Forex business for beginners

Forex means Foreign Exchange. The forex market is a market where currencies are traded i.e. currency is bought and sold just like in the share market.

This market took birth somewhere around the 1970s. Floating of currencies along with free exchange rates started in this period. Just like the share prices, forex market was determined by the law of demand and supply. The US Federal Reserve also was a deciding factor on which the forex rates depended.

The daily trading which takes place in the Forex market is really huge. It is one of the most liquid markets in the financial world with about 1.5 trillion US dollars turnover taking place daily. Due to this enormous volume, it is impossible to manipulate the market. Hence, no individual trader or financial institution is in a position to manipulate the currency price.
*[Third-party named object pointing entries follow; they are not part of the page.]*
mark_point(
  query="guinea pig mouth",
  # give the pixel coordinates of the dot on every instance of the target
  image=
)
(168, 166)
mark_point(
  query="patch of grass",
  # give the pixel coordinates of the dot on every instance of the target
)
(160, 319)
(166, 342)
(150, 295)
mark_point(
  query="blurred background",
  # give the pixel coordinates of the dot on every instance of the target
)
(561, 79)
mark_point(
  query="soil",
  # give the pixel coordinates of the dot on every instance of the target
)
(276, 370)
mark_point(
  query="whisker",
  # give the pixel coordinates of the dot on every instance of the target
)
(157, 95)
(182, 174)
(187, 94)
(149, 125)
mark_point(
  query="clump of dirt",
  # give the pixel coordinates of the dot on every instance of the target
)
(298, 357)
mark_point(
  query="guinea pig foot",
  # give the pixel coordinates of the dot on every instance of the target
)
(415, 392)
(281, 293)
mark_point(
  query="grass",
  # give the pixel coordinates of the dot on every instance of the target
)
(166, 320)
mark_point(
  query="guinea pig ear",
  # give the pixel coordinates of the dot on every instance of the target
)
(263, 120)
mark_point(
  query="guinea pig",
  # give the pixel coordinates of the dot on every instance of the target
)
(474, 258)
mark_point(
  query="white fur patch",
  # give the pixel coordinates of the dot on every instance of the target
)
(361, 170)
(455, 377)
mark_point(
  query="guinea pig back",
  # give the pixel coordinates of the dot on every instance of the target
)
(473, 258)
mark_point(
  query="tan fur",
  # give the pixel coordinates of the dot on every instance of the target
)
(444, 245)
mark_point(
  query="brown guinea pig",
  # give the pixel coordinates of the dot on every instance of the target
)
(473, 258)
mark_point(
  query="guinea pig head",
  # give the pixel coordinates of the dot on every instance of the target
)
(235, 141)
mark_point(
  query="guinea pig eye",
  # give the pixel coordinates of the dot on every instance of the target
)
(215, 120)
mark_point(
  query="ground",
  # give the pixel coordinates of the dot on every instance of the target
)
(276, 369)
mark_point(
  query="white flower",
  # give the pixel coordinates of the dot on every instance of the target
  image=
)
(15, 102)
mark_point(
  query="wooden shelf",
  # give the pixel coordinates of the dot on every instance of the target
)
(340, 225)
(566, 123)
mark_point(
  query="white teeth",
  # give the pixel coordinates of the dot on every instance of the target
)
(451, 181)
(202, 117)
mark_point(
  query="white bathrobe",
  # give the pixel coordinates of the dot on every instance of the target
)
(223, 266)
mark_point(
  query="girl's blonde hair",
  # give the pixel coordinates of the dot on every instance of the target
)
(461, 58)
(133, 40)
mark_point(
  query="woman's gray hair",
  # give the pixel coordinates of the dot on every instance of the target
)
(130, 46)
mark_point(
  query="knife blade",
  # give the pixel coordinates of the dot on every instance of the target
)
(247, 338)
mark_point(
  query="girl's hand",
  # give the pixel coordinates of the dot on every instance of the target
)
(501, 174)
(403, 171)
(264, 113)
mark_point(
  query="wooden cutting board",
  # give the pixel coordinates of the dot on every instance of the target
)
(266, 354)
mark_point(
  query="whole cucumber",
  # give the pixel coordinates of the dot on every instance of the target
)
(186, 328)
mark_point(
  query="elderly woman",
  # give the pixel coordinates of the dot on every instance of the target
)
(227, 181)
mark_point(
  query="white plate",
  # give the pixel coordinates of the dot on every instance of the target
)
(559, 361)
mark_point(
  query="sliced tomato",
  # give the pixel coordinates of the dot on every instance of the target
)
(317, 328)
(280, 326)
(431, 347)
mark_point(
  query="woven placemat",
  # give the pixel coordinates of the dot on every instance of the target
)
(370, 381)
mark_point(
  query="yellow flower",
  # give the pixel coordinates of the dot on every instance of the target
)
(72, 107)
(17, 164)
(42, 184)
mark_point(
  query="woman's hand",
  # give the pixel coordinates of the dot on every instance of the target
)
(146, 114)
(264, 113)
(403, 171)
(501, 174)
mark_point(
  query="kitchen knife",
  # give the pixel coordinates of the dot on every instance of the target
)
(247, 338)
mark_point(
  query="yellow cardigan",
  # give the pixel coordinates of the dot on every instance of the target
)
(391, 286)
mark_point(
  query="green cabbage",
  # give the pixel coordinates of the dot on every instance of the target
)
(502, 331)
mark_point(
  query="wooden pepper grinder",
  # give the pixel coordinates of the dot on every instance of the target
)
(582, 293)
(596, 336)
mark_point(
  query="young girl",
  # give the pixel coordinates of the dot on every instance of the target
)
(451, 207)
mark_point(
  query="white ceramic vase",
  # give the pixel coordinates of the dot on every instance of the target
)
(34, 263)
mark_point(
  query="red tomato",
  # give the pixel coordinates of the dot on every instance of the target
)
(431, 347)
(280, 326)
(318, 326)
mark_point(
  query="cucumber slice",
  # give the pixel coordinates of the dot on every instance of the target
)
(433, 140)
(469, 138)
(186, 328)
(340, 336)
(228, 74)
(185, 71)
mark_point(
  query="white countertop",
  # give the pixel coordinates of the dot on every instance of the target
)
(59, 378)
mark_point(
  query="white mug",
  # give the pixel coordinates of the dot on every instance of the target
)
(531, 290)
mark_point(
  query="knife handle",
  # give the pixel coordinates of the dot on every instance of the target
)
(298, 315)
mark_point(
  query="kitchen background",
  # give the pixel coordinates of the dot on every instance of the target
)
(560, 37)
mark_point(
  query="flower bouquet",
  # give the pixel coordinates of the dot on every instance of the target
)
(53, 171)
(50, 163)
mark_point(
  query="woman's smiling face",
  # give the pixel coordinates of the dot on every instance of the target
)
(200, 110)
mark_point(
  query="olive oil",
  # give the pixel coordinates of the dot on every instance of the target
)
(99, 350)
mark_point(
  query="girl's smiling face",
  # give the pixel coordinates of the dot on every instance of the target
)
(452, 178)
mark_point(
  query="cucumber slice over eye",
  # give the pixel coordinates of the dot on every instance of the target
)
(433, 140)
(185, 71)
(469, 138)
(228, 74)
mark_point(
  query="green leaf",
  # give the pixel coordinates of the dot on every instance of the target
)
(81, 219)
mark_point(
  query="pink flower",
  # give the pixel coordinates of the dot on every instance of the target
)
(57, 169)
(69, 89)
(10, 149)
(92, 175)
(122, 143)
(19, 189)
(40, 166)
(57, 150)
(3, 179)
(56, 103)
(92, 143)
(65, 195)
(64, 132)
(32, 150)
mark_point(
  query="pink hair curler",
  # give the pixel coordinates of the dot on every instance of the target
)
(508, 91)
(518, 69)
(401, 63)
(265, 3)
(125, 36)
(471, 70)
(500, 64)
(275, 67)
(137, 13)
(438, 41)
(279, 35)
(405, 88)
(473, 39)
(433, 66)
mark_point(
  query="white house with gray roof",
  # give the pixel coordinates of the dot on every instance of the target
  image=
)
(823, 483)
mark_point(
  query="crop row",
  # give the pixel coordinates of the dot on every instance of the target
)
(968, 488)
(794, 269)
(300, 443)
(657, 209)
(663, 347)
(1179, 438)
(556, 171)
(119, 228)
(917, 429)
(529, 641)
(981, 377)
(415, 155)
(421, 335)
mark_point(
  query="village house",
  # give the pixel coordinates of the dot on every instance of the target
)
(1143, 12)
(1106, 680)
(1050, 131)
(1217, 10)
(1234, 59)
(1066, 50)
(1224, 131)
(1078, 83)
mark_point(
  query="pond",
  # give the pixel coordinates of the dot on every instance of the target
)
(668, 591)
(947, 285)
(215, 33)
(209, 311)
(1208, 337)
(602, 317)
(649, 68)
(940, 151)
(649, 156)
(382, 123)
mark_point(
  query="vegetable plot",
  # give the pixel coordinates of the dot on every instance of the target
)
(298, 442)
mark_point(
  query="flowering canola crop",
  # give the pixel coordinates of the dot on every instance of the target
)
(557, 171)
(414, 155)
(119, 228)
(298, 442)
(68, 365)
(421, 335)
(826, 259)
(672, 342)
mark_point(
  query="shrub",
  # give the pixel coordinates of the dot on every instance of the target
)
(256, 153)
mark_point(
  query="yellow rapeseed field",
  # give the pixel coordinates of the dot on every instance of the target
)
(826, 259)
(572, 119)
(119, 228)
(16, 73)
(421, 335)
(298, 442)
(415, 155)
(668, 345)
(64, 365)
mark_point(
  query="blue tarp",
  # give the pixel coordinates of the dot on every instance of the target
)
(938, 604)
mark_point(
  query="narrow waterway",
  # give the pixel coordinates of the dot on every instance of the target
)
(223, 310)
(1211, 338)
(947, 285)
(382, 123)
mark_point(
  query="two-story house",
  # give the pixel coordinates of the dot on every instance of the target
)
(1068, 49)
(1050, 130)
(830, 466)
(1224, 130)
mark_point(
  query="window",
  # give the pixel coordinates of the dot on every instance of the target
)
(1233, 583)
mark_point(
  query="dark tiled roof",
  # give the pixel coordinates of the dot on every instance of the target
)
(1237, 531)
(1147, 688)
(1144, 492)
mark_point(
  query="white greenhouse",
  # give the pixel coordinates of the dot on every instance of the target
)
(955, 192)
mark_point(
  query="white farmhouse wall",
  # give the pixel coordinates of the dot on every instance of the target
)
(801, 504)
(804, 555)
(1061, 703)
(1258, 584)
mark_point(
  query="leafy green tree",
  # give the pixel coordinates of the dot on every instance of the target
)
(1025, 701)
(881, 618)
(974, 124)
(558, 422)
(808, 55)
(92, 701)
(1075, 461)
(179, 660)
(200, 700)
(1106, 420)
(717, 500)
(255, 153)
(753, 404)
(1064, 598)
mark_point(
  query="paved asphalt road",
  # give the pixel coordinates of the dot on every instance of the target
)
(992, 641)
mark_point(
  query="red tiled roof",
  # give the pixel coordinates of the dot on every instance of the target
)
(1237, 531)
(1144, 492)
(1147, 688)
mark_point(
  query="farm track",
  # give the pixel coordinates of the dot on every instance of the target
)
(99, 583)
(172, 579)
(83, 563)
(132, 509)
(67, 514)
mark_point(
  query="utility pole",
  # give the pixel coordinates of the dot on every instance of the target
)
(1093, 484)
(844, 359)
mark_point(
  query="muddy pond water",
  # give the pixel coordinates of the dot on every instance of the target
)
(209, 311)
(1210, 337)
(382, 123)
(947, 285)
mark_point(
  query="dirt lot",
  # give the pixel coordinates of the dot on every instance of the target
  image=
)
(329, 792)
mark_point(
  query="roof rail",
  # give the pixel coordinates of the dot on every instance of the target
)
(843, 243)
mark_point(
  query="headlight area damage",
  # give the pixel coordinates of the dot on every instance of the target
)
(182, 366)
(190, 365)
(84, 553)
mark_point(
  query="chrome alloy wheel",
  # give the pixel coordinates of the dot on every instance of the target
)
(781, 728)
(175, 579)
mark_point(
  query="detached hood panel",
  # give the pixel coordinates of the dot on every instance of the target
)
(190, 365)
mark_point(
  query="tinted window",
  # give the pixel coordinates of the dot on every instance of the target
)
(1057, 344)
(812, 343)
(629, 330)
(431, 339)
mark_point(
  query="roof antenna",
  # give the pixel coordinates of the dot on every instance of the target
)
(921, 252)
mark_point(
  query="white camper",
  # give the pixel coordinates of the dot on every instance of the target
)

The Forex market is such a fast market that it is not possible to influence the market. The forex market offers high liquidity due to the enormous exchange which takes place. Opening and closing of positions takes place within seconds. There are buyers willing to buy what the seller wishes to sell. Due to the time zone differences, this market operates 24 hours daily, 7 days a week. It is open through day and night.

In comparison to the share and stock market, there are no long term investments. In forex trade, even minute changes are very important since they make a huge difference. It is also true that there are hedge investors who invest for a long term.

HOW FOREX WORKS

The NYSE operates in New York and the ASX operates in Australia. There is no centralized location for the Forex market. It operates globally and works round the clock all 24 hours a day. The major Forex centres are Paris, New York, Sydney, Frankfurt, Singapore, Zurich, Tokyo and London.

MARGINAL TRADING

This form of trading is very similar to using the credit card. You borrow money to do trading in currency. This helps small investors in going ahead and taking risks. You are able to trade more with less money. The brokering company provides the capital for trading.

Marginal trading is done in lots. The normal lot is 100,000 of a unit currency. You need to hold at least 1000$ and the remaining 99,000$ is covered by the brokerage firm.

When the price of the currency increases, you can sell the position and in the bargain, the money earned on the difference is your profit.

Various investment strategies.

It is important that you do your homework and also are educated on the currency market, before beginning trading. It is imperative to adopt an analytical approach. This is what is advised by most experts in the Forex business. The experts adopt a fundamental and technical analysis approach.